Over the last ten years, human trafficking is gaining increasing global attention; many governments around the world are developing policies and laws to combat it, and hundreds of millions of dollars are being spent worldwide. The logical next step would be to examine these efforts to combat trafficking to assess how anti-trafficking measures are being implemented (including the way money is being spent) and what consequences they are causing.
We urgently need a rigorous review of the situation. Increasingly, human rights defenders and activists world-wide are concerned that these anti-trafficking measures are even leading to further violations. We need to ask what is actually being done by governments to prevent trafficking and to protect the rights of those that have been trafficked. Is it working? Who is benefiting? Are the rights of people migrating, or returning to their home countries, better protected by anti-trafficking policies?
CASE: The Indian Government considered women migrant workers a “particularly vulnerable lot” and “issued an order prohibiting any female household worker below the age of 30 from being employed in the Kingdom of Saudi Arabia under any circumstance.” The concern was that women may be sexually/physically abused or trafficked into exploitative conditions. To avoid this ban, women have to take riskier migration options than their male counterparts, making them more vulnerable to abuse at the destination point.” (Collateral Damage, India chapter, GAATW p.129).
As part of our work to fight against trafficking in persons, we need to hold governments accountable to their international human rights obligations by reviewing their efforts and make appropriate changes to ensure that all anti-trafficking measures are effective and human-rights based.
This petition is part of the GAATW Stop, Look, Listen! urgent action calling for the implementation of a review mechanism and will be presented to governments during the fifth conference of states parties to the UN Convention Against Transnational Organised Crime and its Protocols (including the Protocol to Prevent, Suppress, and Punish Trafficking in Persons) - October 2010.
SIGN THE PETITION BELOW, AND SUPPORT THE URGENT ACTION TO CALL FOR A REVIEW MECHANISM OF THE INTERNATIONAL UN PROTOCOL ON HUMAN TRAFFICKING.

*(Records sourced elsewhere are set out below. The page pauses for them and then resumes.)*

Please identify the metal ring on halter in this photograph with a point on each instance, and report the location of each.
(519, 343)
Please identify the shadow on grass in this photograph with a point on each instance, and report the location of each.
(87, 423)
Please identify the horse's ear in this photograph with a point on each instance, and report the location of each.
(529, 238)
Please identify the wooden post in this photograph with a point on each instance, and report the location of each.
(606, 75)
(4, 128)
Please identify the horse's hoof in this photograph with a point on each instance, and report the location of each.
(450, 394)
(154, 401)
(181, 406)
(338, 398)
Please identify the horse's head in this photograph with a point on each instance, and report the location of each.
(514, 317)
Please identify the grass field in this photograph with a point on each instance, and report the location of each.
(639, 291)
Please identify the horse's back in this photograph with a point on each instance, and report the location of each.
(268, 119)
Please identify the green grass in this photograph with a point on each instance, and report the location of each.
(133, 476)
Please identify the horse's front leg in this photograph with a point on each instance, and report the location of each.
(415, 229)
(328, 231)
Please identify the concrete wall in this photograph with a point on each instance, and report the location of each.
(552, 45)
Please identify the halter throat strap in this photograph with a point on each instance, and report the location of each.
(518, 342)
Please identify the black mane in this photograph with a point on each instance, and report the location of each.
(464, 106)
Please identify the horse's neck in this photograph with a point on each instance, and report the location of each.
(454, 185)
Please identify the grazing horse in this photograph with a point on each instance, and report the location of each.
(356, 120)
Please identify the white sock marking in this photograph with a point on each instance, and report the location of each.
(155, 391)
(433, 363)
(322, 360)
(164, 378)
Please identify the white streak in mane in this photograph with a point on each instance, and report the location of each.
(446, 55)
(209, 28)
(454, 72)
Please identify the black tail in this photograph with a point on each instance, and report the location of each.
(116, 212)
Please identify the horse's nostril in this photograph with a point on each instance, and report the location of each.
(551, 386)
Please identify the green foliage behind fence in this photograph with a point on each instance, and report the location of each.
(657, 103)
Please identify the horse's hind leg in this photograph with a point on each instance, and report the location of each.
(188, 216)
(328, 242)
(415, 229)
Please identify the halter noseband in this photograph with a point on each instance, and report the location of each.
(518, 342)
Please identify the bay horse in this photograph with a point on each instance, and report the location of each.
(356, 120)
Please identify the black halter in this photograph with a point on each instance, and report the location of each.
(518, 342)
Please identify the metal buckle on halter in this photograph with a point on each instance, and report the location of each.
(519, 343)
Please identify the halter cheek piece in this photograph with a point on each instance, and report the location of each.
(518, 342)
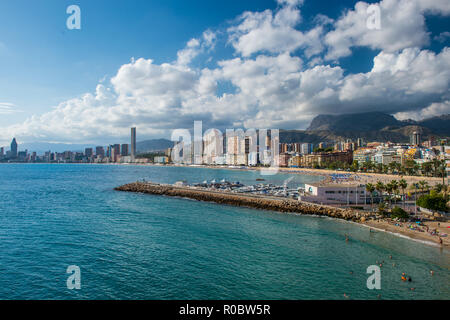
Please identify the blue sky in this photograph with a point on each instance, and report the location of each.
(44, 65)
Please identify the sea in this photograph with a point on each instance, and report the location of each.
(138, 246)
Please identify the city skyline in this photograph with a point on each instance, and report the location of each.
(314, 59)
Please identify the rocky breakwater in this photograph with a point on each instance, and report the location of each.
(246, 200)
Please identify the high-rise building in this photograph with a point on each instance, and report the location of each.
(133, 143)
(14, 148)
(88, 152)
(124, 151)
(100, 151)
(415, 138)
(307, 148)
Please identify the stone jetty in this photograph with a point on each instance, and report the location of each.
(246, 200)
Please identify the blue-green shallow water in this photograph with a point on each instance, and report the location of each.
(134, 246)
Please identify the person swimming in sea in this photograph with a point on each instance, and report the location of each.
(404, 277)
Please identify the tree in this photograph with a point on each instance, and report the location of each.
(427, 168)
(433, 201)
(399, 213)
(380, 187)
(395, 187)
(370, 188)
(423, 185)
(389, 188)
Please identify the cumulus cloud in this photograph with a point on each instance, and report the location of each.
(7, 108)
(269, 84)
(433, 110)
(402, 25)
(274, 32)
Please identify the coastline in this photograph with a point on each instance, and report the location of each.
(365, 219)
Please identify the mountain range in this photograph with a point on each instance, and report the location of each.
(371, 126)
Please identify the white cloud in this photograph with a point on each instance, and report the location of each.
(443, 36)
(8, 108)
(274, 32)
(271, 87)
(402, 26)
(435, 109)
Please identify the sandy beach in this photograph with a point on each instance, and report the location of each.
(402, 228)
(363, 178)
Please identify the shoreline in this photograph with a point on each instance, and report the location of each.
(283, 205)
(361, 177)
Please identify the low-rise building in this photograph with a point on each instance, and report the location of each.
(334, 194)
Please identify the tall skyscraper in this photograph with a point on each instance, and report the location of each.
(100, 151)
(88, 152)
(415, 138)
(124, 150)
(133, 143)
(14, 148)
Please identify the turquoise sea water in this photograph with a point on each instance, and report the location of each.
(135, 246)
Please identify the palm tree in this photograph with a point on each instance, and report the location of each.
(426, 168)
(395, 186)
(403, 185)
(389, 187)
(370, 188)
(423, 185)
(380, 187)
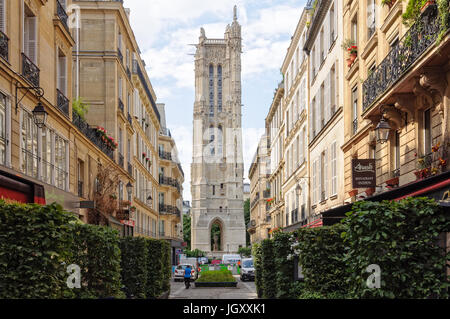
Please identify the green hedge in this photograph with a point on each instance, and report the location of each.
(321, 259)
(257, 254)
(96, 250)
(402, 238)
(34, 244)
(284, 268)
(134, 266)
(268, 270)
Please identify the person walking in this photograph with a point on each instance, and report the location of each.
(187, 276)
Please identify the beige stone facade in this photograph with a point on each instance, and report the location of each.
(414, 99)
(217, 163)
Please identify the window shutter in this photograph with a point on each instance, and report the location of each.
(62, 71)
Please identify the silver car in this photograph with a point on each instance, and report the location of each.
(247, 269)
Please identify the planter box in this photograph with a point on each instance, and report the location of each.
(216, 284)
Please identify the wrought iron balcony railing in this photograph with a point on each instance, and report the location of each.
(62, 102)
(408, 50)
(169, 210)
(4, 46)
(91, 134)
(62, 14)
(30, 71)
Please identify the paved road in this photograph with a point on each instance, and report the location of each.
(244, 290)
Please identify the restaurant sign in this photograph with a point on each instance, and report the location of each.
(363, 173)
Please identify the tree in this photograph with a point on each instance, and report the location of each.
(247, 220)
(187, 230)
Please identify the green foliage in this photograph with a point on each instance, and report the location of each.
(80, 107)
(96, 250)
(268, 269)
(321, 258)
(256, 253)
(166, 266)
(216, 276)
(187, 230)
(402, 238)
(134, 266)
(154, 287)
(284, 268)
(34, 244)
(245, 251)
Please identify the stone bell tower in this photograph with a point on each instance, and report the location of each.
(217, 169)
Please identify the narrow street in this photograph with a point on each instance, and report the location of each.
(244, 290)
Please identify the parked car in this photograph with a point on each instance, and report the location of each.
(230, 259)
(179, 272)
(247, 269)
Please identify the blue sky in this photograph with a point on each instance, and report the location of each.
(165, 28)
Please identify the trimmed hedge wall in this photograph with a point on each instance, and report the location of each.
(404, 238)
(34, 243)
(134, 266)
(37, 243)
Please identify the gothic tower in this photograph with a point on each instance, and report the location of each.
(217, 162)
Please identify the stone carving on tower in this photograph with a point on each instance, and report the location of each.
(217, 168)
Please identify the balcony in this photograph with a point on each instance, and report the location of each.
(61, 12)
(137, 70)
(121, 161)
(30, 71)
(62, 102)
(4, 46)
(421, 36)
(169, 210)
(92, 135)
(165, 155)
(120, 105)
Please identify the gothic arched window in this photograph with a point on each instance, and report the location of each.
(211, 89)
(219, 88)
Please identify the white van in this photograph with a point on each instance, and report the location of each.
(231, 259)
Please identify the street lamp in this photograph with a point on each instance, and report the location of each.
(382, 130)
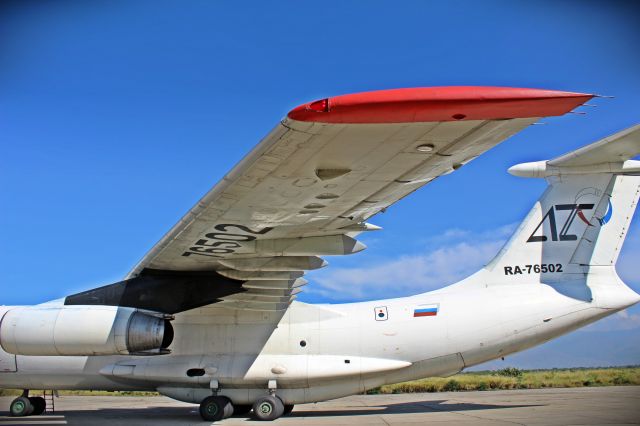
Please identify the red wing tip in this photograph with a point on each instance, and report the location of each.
(424, 104)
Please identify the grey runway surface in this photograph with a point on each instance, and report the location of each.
(584, 406)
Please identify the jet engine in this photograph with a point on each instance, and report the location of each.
(85, 330)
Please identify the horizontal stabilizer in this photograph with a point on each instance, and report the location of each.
(616, 148)
(609, 155)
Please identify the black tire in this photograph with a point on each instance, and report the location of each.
(212, 408)
(288, 408)
(241, 409)
(39, 405)
(21, 406)
(267, 408)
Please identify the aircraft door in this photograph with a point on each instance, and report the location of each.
(7, 362)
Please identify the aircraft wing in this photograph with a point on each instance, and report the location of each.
(308, 188)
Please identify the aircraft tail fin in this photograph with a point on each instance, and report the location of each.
(582, 218)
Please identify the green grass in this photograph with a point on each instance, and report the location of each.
(512, 378)
(508, 378)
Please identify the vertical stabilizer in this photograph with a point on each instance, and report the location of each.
(582, 218)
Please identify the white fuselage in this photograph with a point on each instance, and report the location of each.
(319, 352)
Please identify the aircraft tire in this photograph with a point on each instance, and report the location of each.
(267, 408)
(20, 407)
(288, 408)
(214, 408)
(39, 405)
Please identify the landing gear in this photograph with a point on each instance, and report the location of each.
(39, 405)
(214, 408)
(241, 409)
(268, 407)
(21, 406)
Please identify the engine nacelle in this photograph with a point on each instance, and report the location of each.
(84, 330)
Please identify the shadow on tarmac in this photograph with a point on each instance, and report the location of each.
(189, 415)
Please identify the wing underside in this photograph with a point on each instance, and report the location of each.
(309, 187)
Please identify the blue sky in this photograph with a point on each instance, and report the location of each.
(116, 117)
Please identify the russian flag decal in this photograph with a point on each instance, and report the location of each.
(426, 310)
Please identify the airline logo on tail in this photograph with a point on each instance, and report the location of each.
(575, 209)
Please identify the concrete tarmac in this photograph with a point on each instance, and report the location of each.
(618, 405)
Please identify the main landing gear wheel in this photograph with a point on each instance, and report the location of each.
(267, 408)
(21, 406)
(39, 405)
(288, 408)
(214, 408)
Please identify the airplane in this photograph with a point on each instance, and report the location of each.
(208, 315)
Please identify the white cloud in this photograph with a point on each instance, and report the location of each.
(448, 257)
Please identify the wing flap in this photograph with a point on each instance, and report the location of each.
(307, 188)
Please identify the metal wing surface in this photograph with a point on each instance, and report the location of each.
(308, 188)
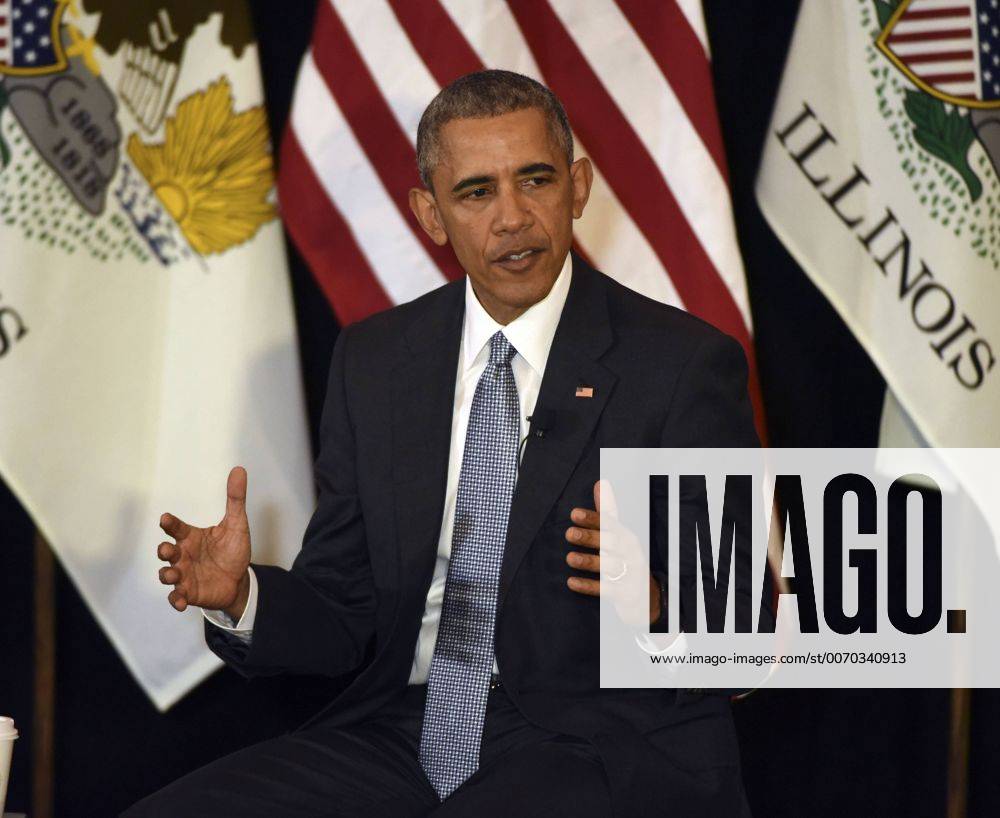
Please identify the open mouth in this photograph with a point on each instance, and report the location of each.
(518, 256)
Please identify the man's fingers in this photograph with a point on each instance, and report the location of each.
(588, 587)
(584, 536)
(170, 576)
(236, 493)
(174, 526)
(168, 552)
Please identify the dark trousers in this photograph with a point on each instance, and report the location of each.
(373, 769)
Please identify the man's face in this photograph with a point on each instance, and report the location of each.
(505, 198)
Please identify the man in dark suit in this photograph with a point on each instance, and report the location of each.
(451, 564)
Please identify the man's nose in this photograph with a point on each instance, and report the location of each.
(513, 212)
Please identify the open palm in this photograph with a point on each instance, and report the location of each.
(208, 566)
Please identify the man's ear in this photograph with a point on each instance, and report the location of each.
(581, 173)
(424, 207)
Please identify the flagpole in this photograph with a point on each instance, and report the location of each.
(958, 752)
(43, 728)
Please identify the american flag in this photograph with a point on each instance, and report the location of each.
(635, 79)
(27, 30)
(951, 46)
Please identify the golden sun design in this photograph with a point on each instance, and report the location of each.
(213, 170)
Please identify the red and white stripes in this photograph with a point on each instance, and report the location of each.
(937, 40)
(635, 80)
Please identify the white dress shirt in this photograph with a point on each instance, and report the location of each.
(531, 335)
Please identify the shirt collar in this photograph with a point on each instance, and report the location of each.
(530, 333)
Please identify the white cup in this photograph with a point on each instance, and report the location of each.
(7, 735)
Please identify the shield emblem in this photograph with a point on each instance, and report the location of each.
(29, 37)
(949, 49)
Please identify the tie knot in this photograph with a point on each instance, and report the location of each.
(501, 350)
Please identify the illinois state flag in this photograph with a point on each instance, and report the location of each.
(880, 174)
(147, 341)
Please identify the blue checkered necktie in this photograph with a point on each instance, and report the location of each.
(458, 683)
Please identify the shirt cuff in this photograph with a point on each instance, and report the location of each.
(244, 628)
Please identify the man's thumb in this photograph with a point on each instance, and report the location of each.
(236, 493)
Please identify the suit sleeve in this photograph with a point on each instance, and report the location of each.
(318, 617)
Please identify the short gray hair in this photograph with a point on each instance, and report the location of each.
(487, 93)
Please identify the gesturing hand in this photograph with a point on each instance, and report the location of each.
(586, 531)
(208, 566)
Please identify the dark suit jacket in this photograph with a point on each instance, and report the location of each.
(354, 598)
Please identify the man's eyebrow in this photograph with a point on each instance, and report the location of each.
(527, 170)
(536, 167)
(473, 180)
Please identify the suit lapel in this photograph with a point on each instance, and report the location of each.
(582, 336)
(423, 394)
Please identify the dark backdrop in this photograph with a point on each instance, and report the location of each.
(806, 753)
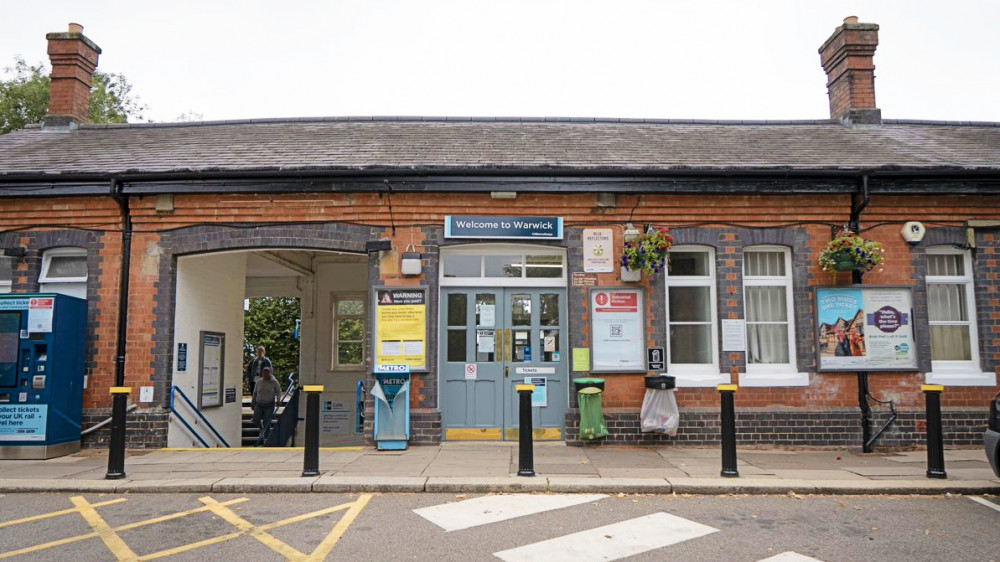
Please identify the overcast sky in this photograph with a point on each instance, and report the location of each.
(697, 59)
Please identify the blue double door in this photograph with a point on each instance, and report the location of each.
(493, 339)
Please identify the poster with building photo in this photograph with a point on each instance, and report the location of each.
(618, 331)
(401, 327)
(865, 329)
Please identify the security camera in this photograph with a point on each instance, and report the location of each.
(913, 232)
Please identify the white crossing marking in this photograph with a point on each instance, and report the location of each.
(490, 509)
(987, 503)
(790, 557)
(611, 542)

Petition to the Governments that have signed the UN Human Trafficking Protocol:
We, the undersigned, call on governments who have signed or ratified the UN Human Trafficking Protocol to urgently support creating a review mechanism for the UNTOC Human Trafficking Protocol to ensure that all governments:
- Reflect on both the progress made to date on human trafficking and the gaps which remain in ensuring the objectives of the UN Protocol on Human Trafficking are met;
- Review legislation, policy and practice which has been implemented or used to combat human trafficking to see what impact has been made; and
- Use evidence based approaches to guide anti-trafficking responses, and engage in genuine dialogue with both trafficked persons and civil society service providers and advocates working on trafficking in order to ensure their views inform States Parties’ responses.